I learned that it takes someone else to get the ticks off. Feelings of frustration, anger, resentment, grief, jealousy, you name it I've felt it, all suck the life out of you. It's pretty much impossible to get rid of them on your own. God's love and forgiveness working directly in my heart and through those around me yank out those tightly clinging parasites.

I learned that even though you wag your tail and give your best puppy eyes, some people still don't want to play with you. Sometimes they are even downright afraid of you. I wrote before about people not wanting to sit next to me in the taxi. Sometimes when I talk with people they give off an uneasy hesitation and scepticism of my motives. Their eyes questioning, "What do you really want from me?"  

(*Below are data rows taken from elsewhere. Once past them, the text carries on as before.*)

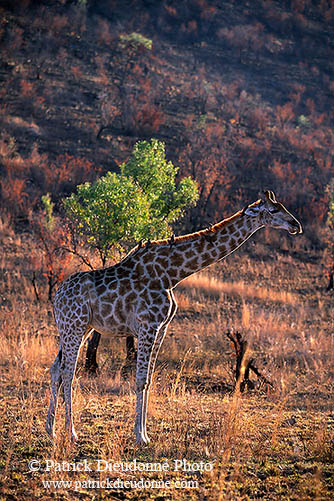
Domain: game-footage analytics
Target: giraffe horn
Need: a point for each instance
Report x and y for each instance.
(270, 195)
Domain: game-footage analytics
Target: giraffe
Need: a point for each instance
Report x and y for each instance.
(136, 297)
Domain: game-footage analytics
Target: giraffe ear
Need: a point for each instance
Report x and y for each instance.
(251, 211)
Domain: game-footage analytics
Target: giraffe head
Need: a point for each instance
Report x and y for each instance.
(274, 214)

I learned that sometimes, even though you've been told not to, you still pee on the floor. It's hard to remember all the rules in a new culture especially when the rules don't exist in your own culture. I still forget it's rude to hand over money with my left hand. I forget to bring money for the offering at the Ibadahs. I forget to make polite comments about someone's home when I visit. The rules are new and I forget.

I  learned that when it comes down to it you can have a ridiculous amount of fun with a just stick or a pile of dirt. It really doesn't take much. My attitude is pretty much everything. So kick complaining to the curb and enjoy whatever is right in front of you!


Animals teach us so much about life in general. What lessons have you learned from furry or feathery friends?